In my great-grandparents’ day, life was very different from today. Less people lived in cities, more people lived in stable communities. Families spent more time together and stayed together. Churches operated on a “parish” model; the church was related to the neighbourhood. Everyone knew each other. Everyone was connected to each other.
Over the past few generations, this world has become increasingly disconnected. People relocate for job opportunities, leaving behind their networks of friendships. Family relationships break down and get complicated. Kids spend more time in after-school activities. Both parents often have to work to pay the mortgage. Families spend less time together. Teenagers shut out the world with their iPods and gaming consoles. Most people don’t know their neighbours anymore.
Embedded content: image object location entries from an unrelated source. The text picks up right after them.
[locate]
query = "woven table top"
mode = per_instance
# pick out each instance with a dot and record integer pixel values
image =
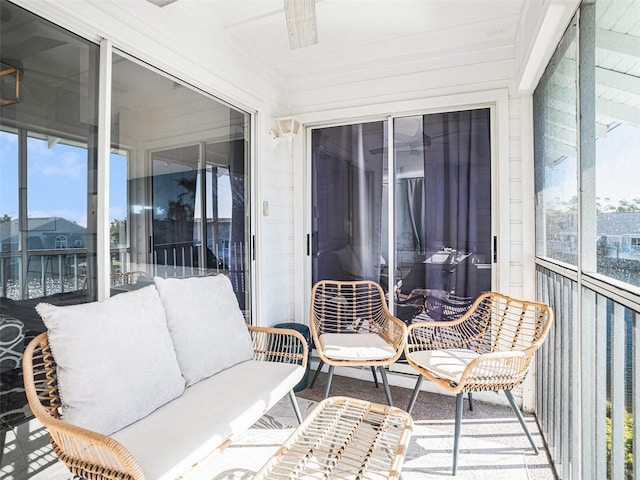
(344, 438)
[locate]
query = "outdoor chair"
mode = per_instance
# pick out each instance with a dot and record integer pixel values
(489, 348)
(351, 325)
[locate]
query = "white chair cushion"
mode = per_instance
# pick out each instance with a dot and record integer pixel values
(184, 431)
(116, 362)
(355, 346)
(448, 364)
(206, 325)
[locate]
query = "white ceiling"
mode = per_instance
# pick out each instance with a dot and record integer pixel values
(364, 39)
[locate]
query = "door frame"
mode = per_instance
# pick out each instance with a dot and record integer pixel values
(498, 103)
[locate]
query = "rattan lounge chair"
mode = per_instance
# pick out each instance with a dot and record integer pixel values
(351, 325)
(489, 348)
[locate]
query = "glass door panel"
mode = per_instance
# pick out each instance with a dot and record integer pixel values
(187, 182)
(348, 167)
(442, 227)
(442, 211)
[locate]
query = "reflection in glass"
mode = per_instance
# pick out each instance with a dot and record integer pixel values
(47, 182)
(183, 161)
(617, 145)
(48, 165)
(442, 212)
(556, 120)
(347, 165)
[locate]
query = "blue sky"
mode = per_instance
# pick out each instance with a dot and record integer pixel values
(57, 176)
(56, 180)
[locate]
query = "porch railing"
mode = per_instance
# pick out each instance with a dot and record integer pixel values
(588, 377)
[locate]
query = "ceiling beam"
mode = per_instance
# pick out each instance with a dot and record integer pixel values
(618, 112)
(618, 42)
(618, 80)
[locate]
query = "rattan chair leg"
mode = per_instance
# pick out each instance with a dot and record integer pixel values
(456, 438)
(387, 390)
(375, 377)
(414, 396)
(329, 378)
(315, 375)
(296, 407)
(520, 418)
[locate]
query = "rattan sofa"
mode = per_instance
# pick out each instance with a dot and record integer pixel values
(175, 437)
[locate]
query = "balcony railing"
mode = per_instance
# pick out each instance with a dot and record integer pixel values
(588, 377)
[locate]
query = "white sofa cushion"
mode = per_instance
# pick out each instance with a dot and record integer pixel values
(448, 364)
(355, 346)
(206, 325)
(190, 427)
(116, 362)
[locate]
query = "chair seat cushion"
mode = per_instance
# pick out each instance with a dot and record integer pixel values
(447, 364)
(356, 346)
(183, 432)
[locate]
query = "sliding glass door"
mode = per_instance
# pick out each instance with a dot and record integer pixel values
(347, 202)
(180, 164)
(439, 179)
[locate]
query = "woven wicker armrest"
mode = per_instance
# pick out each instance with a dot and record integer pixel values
(86, 453)
(279, 345)
(443, 335)
(496, 371)
(394, 331)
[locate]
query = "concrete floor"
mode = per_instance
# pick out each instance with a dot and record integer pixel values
(490, 429)
(493, 444)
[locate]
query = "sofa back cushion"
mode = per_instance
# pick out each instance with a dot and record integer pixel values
(205, 322)
(116, 362)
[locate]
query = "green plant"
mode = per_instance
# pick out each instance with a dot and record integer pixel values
(628, 442)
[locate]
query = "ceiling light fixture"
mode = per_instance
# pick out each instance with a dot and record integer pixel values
(9, 84)
(161, 3)
(301, 23)
(288, 127)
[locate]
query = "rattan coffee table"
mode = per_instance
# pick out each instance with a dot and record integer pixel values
(344, 438)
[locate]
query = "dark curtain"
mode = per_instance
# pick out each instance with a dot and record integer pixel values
(416, 205)
(457, 178)
(347, 202)
(238, 251)
(451, 211)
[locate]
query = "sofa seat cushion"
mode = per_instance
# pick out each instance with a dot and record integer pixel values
(355, 346)
(183, 432)
(206, 324)
(116, 362)
(448, 364)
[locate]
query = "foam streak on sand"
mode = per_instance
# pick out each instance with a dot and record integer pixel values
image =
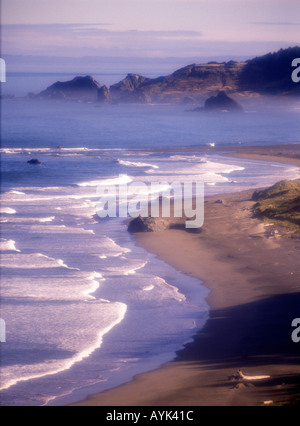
(66, 365)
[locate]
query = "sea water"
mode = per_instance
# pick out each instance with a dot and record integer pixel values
(85, 308)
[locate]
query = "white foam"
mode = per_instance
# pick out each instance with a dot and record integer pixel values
(7, 210)
(136, 164)
(122, 179)
(31, 261)
(48, 368)
(8, 245)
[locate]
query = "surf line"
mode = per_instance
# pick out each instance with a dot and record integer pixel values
(120, 199)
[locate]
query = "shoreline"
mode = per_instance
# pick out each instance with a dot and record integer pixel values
(252, 307)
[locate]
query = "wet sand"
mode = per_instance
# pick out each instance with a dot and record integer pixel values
(253, 273)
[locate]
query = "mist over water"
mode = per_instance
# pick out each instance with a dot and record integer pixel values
(85, 308)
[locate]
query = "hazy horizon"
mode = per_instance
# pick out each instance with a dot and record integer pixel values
(148, 29)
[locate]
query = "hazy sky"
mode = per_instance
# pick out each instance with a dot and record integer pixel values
(148, 28)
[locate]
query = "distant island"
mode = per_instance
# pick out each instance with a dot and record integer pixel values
(265, 75)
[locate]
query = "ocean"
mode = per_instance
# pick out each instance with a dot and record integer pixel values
(85, 308)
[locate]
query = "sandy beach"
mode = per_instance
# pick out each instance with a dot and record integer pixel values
(253, 273)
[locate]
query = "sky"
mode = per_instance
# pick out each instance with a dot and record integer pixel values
(148, 28)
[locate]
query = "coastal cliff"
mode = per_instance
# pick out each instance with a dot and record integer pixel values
(265, 75)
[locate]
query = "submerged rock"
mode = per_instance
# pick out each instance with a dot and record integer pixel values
(147, 224)
(35, 162)
(222, 102)
(104, 95)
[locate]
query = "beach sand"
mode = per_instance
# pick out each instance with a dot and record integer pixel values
(253, 274)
And churches are made up of people who don’t live close to each other, and who don’t know each other.
In the past, connecting people wasn’t the main priority in the church meeting. After all, they already knew each other and were connected to each other. Generally, preaching was the main priority, as knowledge was scarce, and the only way to access knowledge was through an expert. Today, in a time of information overload, one of the main aims of church needs to be connecting God’s people together. We need to structure our meetings to allow deeper connection, greater sharing and honesty, stronger relationships. It’s not just for our benefit. When the church becomes a place of deeply authentic and connected community, it will be a beacon of light for the disconnected world around it.